VOGUE Tem dicas de marcas de moda, beleza e lifestyle que estejam reduzindo seus impactos ou trabalhando de forma mais sustentável?
No começo da minha carreira em sustentabilidade, há quase 20 anos, criei uma plataforma com uma amiga para mapear e avaliar marcas mais sustentáveis e facilitar as nossas escolhas – chamava Atitude Consciente. Acabamos não conseguindo priorizar isso, mas mostra há quanto tempo tenho buscado me aperfeiçoar nas minhas escolhas e em como o caminho é longo. Com o passar do tempo, passei a aceitar também as minhas incoerências, sem trazer mais um elemento de culpa para uma vida de mulher, mãe e profissional que já é tomada por ela. Entender que a sustentabilidade deve entrar com naturalidade no nosso dia a dia é libertador. Um dos exemplos que cito é a Roupateca, o primeiro guarda-roupa compartilhado do Brasil. Fui assinante quando compartilhamento na moda era quase um delírio e que trouxe a solução de circularidade com muita força. Por estar à frente do seu tempo, sentiu o peso de remar sozinha e encerrou o seu ciclo, mas deixou uma semente para uma vida inteira. As marcas que já citei – Las Hermanas, Flávia Aranha, Rose Inc – mostram que não é preciso abrir mão do belo e do prático para ser sustentável e é isso que mais gosto nelas.
VOGUE Como você trata desse assunto com seu filho?

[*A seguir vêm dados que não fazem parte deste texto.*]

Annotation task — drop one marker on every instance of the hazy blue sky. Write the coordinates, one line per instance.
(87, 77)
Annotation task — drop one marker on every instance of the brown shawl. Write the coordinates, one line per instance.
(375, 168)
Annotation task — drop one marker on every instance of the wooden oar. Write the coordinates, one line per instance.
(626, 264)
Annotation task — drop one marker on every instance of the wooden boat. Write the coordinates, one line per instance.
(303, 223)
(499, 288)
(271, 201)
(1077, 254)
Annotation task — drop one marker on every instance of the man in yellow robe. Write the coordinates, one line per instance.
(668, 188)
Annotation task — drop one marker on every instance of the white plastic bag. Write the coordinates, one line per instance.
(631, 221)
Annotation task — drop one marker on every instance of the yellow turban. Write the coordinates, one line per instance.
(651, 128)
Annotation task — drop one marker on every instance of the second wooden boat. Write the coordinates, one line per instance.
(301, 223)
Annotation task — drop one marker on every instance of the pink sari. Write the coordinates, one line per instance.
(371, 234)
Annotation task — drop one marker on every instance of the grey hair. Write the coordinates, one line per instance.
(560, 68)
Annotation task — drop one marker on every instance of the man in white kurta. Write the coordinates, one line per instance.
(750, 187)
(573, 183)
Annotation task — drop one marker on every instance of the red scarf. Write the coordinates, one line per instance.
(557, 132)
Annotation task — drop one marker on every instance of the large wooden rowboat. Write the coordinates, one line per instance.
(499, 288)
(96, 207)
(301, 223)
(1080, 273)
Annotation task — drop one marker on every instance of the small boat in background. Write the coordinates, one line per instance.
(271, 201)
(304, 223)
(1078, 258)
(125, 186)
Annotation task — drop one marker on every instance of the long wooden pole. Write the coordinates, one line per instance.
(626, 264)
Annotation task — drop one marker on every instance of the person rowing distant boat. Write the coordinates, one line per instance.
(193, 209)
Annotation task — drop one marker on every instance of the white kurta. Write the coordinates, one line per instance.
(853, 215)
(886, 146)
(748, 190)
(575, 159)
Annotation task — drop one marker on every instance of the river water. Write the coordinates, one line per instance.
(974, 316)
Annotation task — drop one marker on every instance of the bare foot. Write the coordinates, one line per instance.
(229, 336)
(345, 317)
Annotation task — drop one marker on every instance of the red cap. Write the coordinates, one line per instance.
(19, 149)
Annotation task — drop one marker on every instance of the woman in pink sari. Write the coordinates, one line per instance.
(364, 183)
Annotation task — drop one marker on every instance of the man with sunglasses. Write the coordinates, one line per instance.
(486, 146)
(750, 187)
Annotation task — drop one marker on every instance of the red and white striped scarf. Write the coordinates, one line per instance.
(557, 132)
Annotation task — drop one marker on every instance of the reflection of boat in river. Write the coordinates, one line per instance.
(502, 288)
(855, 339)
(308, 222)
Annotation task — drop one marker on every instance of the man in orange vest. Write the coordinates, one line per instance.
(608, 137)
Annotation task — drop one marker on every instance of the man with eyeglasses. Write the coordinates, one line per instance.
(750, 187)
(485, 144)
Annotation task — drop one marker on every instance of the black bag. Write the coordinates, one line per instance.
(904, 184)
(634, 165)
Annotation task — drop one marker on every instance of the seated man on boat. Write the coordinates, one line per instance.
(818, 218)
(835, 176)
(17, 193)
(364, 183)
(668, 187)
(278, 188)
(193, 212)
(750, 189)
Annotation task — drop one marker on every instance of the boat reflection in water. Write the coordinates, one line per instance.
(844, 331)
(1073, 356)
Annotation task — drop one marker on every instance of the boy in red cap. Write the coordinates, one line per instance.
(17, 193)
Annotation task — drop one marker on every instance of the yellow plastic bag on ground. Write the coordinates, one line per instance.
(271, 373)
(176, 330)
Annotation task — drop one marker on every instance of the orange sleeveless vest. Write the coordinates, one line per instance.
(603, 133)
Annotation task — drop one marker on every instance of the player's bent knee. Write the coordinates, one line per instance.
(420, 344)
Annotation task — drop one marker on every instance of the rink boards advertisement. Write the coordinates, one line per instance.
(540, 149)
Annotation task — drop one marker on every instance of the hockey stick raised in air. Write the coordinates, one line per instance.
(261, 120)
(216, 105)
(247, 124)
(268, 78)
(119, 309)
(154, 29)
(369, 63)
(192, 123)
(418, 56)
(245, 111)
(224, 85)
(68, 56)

Esses dias a escola do meu filho me convidou para uma atividade de sustentabilidade com as crianças e eu logo corri para um grupo de amigas mães para pedir dicas. Dentre as muitas que vieram, uma me chamou a atenção: a leitura do livro “Será que a Terra sente”? seguida de uma atividade de desenho com as crianças com a pergunta “Como você quer que a Terra se sinta?”. O resultado foi muito mais especial do que eu poderia imaginar. Ver o meu filho escolher o lugar da leitura (“nas bananeiras, mamãe”), pegando um banquinho para sentar ao meu lado. E ver o resultado dos desenhos das crianças com as mais variadas frases – “A Terra está feliz porque a minha família está unida”, “A Terra está feliz porque alguém não jogou lixo na rua”, “A minha Terra se sente colorida e amorosa”, “Eu quero que ela se sinta decorada”, “A Terra está feliz porque está chovendo” – me encheu de esperança. Eu venho tentando trazer esse assunto ao meu filho por meio dessa lente, a da esperança. Todos os anos, por exemplo, no seu aniversário, nós plantamos juntos uma árvore. Já plantamos pé de pitanga, acerola, mamão. E tem sido um processo bonito acompanhar o crescimento das árvores enquanto ele cresce.
VOGUE Que mundo você espera deixar para ele?
Confesso que tenho uma ansiedade climática quando vejo os dados da ciência de que muito provavelmente teremos um mundo mais difícil nos próximos 30, 40 anos, até neutralizarmos as emissões e termos um futuro habitável e próspero, porque é esse mundo que ele vai viver até a sua fase adulta. Mas tem uma frase famosa do Fábio Barbosa (CEO da Natura &Co) que eu gosto muito que é: “Se não conseguirmos deixar um mundo melhor para os nossos filhos, deixemos filhos melhores para o nosso mundo”. É isso que tenho buscado, com todos os erros e acertos da maternidade: deixar filhos melhores para que o nosso mundo também possa ser melhor.